İmam Mâlik, kendine rukye tatbîk edince
nefes ederdi. O, demir ve tığla rukye yapmayı mekruh addeder, düğüm
atma, hatem-i Süleyman yazma ve düğüm (ile meşgul olma) vs.'yi daha
şiddetli mekruh görürdü, çünkü bunlarla sihir arasında bir benzerlik
vardır.
ـ3ـ عن حذيفة رَضِىَ اللّهُ عَنْهُ ]كَانَ إذَا آوَى إلى فِرَاشِهِ قَالَ:
بِاسْمِكَ اللَّهُمَّ أحْيَا وَأمُوتُ، وَإذَا أصْبَحَ قالَ: اَلْحَمْدُ
للّهِ الَّذِِى أحْيَانَا بَعْدَ مَا أمَاتَنَا، وَإلَيْهِ النُّشُورُ[ .
3. (1822)-
Hz. Huzeyfe İbnu'l-Yemân (radıyallâhu anh) anlatıyor: "Resûlullah
(aleyhissalâtu vesselâm) yatağına görince şu duayı okurdu:
"Allahm! Senin adınla hayat bulur, senin
adınla ölürüm".
Sabah olunca da şu duayı okurdu:
"Bizi öldürdükten sonra tekrar hayat veren
Allah'a hamdolsun!. Zaten dönüşümüz de O'nadır". [Buhârî, Daavat 7, 8,
16, Tevhid 13; Tirmizî, Daavât 29, (3413); Ebû Dâvud, Edeb 177, (5049).]
AÇIKLAMA:
Hadiste, uyku ölüme benzetilmektedir. Bu
durumu, şârihler farklı yorumlara tâbi tutmuşlardır. Ebû İshâk ez-Zeccâc
şunu söyler: "Uyku sırasında insandan ayrılan nefs, temyize mahsus olan
nefstir. Ölüm sırasında bedenden ayrılan nefs ise hayata mahsus olan
nefstir, bunun ayrılmasıyla teneffüs de ortadan kalkar". Nihâye'ye göre
uyku, "ölüm" diye isimlendirilmiştir, zîra onunla birlikte akıl ve
hareket ortadan kalkmaktadır, ölüde de bu iki vasıf olmadığı için arada
bir benzetme (teşbih) kurulmuş olmaktadır. Tîbî'ye göre burada, ölüm'den
muradın sükûn olması da muhtemeldir. Zîra Araplar mesela,
مَاتَتِ الرِّيحُ "rüzgar
öldü" diyerek rüzgârın kesilip sükunete erdiğini ifade ederler. Şu halde
uyuyana ölüm ıtlak edilmesi de böyledir. Onun hareketinin sükunete ermiş
olmasını kasdetmek mânasında bir teşbihtir. Nitekim âyet-i kerimede:
"Size geceyi, sükuna eresiniz diye karanlık; ve gündüzü, çalışasınız
diye aydınlık yaratan O'dur" (Yunus, 67). Tîbî ilaveten demiştir ki:
"Bazan fakirlik, zillet, dilencilik, ihtiyarlık, masiyet ve cehalet gibi
fena ve zor durumlar için de ölüm istiaresine başvurulmuştur".

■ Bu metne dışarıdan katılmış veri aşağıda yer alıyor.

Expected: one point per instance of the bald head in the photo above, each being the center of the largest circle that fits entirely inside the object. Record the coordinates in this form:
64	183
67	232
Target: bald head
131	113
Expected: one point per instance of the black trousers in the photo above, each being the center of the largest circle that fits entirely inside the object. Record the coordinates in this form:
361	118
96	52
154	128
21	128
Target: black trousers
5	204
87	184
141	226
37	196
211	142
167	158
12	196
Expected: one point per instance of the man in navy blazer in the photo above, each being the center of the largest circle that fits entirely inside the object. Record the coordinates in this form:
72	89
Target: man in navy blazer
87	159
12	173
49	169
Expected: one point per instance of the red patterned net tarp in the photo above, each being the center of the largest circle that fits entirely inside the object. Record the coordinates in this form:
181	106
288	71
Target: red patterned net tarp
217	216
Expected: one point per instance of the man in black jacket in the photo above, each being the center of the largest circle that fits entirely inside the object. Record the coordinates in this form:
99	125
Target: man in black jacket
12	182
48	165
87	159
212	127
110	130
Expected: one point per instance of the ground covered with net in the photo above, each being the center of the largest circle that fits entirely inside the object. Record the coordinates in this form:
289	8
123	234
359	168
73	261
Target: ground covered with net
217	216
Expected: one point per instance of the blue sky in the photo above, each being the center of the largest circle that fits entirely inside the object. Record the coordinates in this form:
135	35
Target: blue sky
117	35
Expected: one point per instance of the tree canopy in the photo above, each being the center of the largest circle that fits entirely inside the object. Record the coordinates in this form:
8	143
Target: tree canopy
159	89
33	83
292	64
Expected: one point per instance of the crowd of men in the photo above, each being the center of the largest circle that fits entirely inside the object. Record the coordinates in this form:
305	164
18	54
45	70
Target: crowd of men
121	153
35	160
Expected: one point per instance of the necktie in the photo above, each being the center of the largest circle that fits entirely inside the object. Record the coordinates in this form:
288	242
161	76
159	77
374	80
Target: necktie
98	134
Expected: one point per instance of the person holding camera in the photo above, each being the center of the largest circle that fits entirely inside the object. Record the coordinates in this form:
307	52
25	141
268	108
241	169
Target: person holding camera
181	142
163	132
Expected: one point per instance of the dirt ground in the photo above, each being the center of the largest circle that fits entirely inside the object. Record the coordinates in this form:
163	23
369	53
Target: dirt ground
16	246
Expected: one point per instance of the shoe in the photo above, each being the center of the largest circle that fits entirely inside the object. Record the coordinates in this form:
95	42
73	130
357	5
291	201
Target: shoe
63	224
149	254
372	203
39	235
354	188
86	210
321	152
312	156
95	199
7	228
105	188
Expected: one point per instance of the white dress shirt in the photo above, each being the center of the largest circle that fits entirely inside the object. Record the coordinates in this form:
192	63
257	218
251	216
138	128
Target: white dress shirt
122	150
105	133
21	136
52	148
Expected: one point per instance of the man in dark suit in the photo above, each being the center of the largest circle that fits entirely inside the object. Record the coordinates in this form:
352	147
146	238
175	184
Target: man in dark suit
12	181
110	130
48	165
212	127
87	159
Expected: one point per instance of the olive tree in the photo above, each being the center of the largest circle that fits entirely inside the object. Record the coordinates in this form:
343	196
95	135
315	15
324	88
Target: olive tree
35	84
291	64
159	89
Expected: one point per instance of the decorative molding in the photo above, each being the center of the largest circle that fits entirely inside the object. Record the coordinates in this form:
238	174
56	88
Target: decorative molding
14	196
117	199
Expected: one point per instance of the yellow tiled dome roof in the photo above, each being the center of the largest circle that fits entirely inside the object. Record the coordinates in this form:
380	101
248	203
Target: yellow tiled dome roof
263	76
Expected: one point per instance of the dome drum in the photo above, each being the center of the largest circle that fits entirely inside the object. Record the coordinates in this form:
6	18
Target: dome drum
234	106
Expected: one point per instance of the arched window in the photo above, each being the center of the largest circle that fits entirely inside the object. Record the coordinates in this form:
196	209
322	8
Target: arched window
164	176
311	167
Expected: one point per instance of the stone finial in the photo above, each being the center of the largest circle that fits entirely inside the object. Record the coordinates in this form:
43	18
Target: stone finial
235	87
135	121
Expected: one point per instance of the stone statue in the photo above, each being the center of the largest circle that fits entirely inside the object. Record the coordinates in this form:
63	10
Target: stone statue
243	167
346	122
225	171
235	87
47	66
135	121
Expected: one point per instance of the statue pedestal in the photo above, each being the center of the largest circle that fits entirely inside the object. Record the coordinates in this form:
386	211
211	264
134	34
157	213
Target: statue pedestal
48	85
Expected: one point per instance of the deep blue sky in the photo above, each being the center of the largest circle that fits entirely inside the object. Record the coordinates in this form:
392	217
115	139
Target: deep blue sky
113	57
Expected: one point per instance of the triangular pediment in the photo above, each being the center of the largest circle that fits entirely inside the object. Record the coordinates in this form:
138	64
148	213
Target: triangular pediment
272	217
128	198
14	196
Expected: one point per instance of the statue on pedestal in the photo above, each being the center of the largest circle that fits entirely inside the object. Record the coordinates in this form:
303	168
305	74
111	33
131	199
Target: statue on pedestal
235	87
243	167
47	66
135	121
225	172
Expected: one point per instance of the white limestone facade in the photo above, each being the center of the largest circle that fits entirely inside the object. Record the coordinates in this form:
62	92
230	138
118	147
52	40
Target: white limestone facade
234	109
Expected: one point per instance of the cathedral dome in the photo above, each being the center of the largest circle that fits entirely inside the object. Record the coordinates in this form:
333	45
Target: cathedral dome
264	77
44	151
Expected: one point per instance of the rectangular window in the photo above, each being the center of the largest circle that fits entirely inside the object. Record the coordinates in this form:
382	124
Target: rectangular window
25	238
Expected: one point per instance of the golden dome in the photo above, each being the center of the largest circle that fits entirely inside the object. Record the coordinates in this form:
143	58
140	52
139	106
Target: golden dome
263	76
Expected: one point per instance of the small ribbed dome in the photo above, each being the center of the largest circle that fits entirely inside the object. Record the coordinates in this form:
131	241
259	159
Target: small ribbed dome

Kurtubî, el-Müfhim'de der ki: "Ruhun
bedenle olan alakasının kesilmesi işinde ölüm ve uyku birleşirler. Bu,
ya zahiren olur ki, uyku böyledir ve bu sebeple de: "Uyku ölümün
kardeşidir" denmiştir, ya da bâtınen olur ki ölüm böyledir. Öyle ise,
uykuya ölüm ıtlak edilmesi mecazdır, ruhun bedenle ilgisinin
kesilmesinde müşterek oldukları için değildir".
Tîbî der ki: "Uykuya ölüm denmesinin
hikmetine gelince: İnsanın hayattan istifadesi, Allah'ın rızasını
aramak, O'na ibadet etmek, gazabından, ikabından içtinab etmek
gayeleriyle gayret sarfetmekle olur. Öte yandan uyuyan kimse bu
istifadeden mahrum kalmakta, dolayısıyla ölü hükmüne geçmektedir.
Öyleyse uyanan kimse, uyku manisinin ortadan kalkmasıyla önüne açılan
Allah'ın rızasını kazanma nimetine hamdetmektedir".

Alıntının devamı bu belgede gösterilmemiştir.